I love our Two Kooks In The Kitchen Old Fashioned Lobster Rolls, but they are expensive and take quite a bit of effort to extract the lobster meat from the shell. So I created a pretty darn close alternative – our version anyway (there are lots of recipes out there).
I mix up a simple dressing of mayonnaise, lemon, herbs and Dijon (and sriracha if you choose), then use half of it for grilling the shrimp and half as a dressing for the shrimp salad. The grilling only takes a few minutes. Give the shrimp a rough chop, add them to the remaining dressing with some celery, parsley and another squeeze of lemon, then stuff the mixture into those toasted buttery hot dog buns. In less than half an hour, you have a fantastic summer meal. Just add some chips, a salad like our Red Quinoa Salad or some pickles. Mmmmm.
One more thing…check out some good shortcuts below.
- Use very fresh shrimp (I defrost frozen ones – preferably Individually Quick Frozen – and use them right away). I actually use a 400 gram bag for this recipe which is just under a pound.
- Don’t overcook the shrimp. I can’t overstate this enough. Overcooked shrimp turn rubbery. They should still have a touch of translucence.
- If the hot dog buns have crust on the sides, cut off a thin slice – the butter will soak in better and turn the sides a nice golden brown.
Tailor To Your Taste
- You can stretch the shrimp salad to make more by adding avocado chunks, chopped red pepper or chopped cucumber.
- Add some heat with sriracha or red pepper flakes.
- Add dill or horseradish.
- Line the buns with Boston or butter lettuce before adding the shrimp salad.
- Instead of hot dog buns, serve them in tacos or pita.
Make Ahead Grilled Shrimp Rolls
- Definitely. Make the shrimp salad a few hours or a day ahead, then prepare the buns and stuff them just before serving.
- Buy peeled and deveined shrimp.
- Toast the buns in a toaster, then butter generously (instead of grilling them on a pan).
- Roast the shrimp for 6 minutes at 425F instead of grilling.
Other salad sandwiches you might like
Grilled Shrimp Rolls (aka lobster roll alternative) Recipe
- 1 pound large raw shrimp, peeled and deveined (450 grams)
- 1 celery stalk, chopped finely (about 1/3 cup)
- 1 tablespoon fresh parsley, chopped
- 4 hot dog rolls (or 3 if you want them fuller)
- softened butter
- 1/3 cup mayonnaise (light is fine)
- 1 lemon (1 tablespoon juice + 1 teaspoon zest)

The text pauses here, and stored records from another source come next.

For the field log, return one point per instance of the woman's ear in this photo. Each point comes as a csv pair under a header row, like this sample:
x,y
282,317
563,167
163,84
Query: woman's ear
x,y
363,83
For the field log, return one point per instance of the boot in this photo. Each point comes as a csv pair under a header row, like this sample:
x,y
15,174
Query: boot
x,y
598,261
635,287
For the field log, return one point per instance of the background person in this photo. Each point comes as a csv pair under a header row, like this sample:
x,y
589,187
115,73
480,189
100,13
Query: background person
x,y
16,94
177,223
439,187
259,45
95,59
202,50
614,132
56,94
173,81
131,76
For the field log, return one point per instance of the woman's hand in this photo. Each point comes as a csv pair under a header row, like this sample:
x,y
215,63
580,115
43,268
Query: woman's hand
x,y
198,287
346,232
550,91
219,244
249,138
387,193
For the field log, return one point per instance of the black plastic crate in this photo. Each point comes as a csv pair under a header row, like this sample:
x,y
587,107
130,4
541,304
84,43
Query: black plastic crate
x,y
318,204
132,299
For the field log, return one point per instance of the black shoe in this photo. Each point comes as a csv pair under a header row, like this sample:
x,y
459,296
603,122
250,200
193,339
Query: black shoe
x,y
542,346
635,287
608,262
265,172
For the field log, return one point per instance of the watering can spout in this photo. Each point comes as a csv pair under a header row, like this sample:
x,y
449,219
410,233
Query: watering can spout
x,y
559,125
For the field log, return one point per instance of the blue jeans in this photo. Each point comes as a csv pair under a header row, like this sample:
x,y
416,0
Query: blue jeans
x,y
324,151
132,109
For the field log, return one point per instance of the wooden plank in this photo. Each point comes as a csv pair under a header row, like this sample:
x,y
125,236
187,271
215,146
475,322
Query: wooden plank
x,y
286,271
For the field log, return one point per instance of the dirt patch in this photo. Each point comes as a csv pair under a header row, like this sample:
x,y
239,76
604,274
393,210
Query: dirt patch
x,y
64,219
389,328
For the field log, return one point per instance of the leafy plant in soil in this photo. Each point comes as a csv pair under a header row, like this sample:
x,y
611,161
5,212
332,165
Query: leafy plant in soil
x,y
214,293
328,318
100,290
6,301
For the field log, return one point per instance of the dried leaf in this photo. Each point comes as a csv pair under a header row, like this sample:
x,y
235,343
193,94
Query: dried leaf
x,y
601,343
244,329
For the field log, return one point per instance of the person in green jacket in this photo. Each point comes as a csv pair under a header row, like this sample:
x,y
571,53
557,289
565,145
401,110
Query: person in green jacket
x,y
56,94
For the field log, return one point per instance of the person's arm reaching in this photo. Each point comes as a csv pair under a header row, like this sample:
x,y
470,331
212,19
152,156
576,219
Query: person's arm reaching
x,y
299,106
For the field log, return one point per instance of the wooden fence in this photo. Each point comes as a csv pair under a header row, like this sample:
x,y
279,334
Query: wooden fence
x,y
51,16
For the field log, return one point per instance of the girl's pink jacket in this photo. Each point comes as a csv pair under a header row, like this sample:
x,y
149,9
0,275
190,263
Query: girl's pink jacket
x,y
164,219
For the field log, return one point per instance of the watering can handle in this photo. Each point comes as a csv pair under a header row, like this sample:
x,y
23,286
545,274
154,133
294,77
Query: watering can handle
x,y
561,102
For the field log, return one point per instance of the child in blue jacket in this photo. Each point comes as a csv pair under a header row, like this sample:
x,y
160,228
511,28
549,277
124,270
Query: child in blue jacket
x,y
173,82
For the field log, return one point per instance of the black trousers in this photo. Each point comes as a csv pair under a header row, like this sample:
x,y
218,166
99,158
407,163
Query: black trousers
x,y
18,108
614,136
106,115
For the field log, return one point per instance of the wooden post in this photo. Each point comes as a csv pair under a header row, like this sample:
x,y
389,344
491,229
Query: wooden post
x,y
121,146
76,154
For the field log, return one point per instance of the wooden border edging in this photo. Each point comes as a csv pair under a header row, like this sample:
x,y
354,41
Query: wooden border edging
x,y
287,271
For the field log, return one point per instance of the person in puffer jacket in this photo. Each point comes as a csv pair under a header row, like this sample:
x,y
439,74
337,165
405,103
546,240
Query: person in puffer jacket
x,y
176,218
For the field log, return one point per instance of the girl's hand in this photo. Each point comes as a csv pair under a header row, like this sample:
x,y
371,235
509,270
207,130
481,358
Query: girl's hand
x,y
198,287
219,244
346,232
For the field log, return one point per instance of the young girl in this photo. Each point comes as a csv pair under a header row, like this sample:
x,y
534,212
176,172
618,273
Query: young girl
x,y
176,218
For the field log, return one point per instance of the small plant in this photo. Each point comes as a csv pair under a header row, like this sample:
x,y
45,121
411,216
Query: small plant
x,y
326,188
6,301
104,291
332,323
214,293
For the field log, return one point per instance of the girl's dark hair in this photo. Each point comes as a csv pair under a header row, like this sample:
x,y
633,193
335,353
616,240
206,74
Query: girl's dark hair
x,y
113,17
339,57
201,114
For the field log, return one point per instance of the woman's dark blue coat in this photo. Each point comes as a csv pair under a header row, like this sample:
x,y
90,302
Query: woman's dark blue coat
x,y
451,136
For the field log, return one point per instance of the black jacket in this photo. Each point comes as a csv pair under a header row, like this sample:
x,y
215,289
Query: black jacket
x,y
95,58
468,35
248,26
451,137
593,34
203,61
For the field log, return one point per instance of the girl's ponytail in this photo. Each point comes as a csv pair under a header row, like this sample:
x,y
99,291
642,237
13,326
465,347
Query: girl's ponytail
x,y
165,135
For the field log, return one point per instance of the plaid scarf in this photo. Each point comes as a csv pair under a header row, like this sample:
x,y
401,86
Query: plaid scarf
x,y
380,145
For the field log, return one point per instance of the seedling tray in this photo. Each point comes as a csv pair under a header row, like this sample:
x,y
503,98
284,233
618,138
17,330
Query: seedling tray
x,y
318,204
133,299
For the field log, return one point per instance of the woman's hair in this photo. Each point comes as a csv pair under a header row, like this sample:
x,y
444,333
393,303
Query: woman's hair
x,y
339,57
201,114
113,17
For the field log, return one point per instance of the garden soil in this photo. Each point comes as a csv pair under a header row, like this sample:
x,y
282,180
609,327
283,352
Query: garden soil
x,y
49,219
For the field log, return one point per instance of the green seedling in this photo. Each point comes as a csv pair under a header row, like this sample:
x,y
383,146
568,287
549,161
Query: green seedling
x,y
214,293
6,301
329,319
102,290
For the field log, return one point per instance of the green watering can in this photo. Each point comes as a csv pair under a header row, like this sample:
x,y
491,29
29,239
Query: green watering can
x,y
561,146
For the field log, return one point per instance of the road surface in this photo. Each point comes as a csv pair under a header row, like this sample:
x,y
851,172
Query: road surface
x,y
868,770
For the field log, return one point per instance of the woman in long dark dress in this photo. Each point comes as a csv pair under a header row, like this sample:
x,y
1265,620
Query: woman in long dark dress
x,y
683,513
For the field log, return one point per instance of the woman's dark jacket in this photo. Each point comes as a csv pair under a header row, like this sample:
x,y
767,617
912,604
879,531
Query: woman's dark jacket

- 1 tablespoon finely chopped herbs (e.g. chives, thyme, scallion)
- 1 teaspoon Dijon mustard
- 1/4 teaspoon sriracha hot sauce or less (optional)
- PREPARE THE DRESSING: (Half will be used to grill shrimp. Half will be used for making the shrimp salad.) Mix all dressing ingredients in a medium bowl. Set aside 2 1/2 tablespoons in a second medium bowl to dress the grilled shrimp.
- PREPARE AND GRILL SHRIMP: Heat grill to high. Mix shrimp with 2 1/2 tbsp of dressing. Thread onto steel skewers or wooden skewers that have been soaked in water for a few minutes. Spray shrimp with oil to prevent sticking. Grill shrimp for about 2 minutes per side or just until cooked through. Smaller ones will take less time. Do NOT overcook.
- MAKE THE SHRIMP SALAD: Remove shrimp from skewers to cutting board, Roughly chop into chunks and add to bowl with reserved dressing. Add celery and parsley. Mix to combine. Taste and adjust seasonings (I add another good squirt of lemon juice).
- TOAST ROLLS AND STUFF THEM: Heat a large pan to medium. If rolls have crust on the sides, cut a thin slice off. Generously butter sides of rolls. Place in pan and toast for a couple minutes on each side until golden brown. Add about 3/4 cup shrimp salad to each roll. Serve with pickles and chips or salad if desired.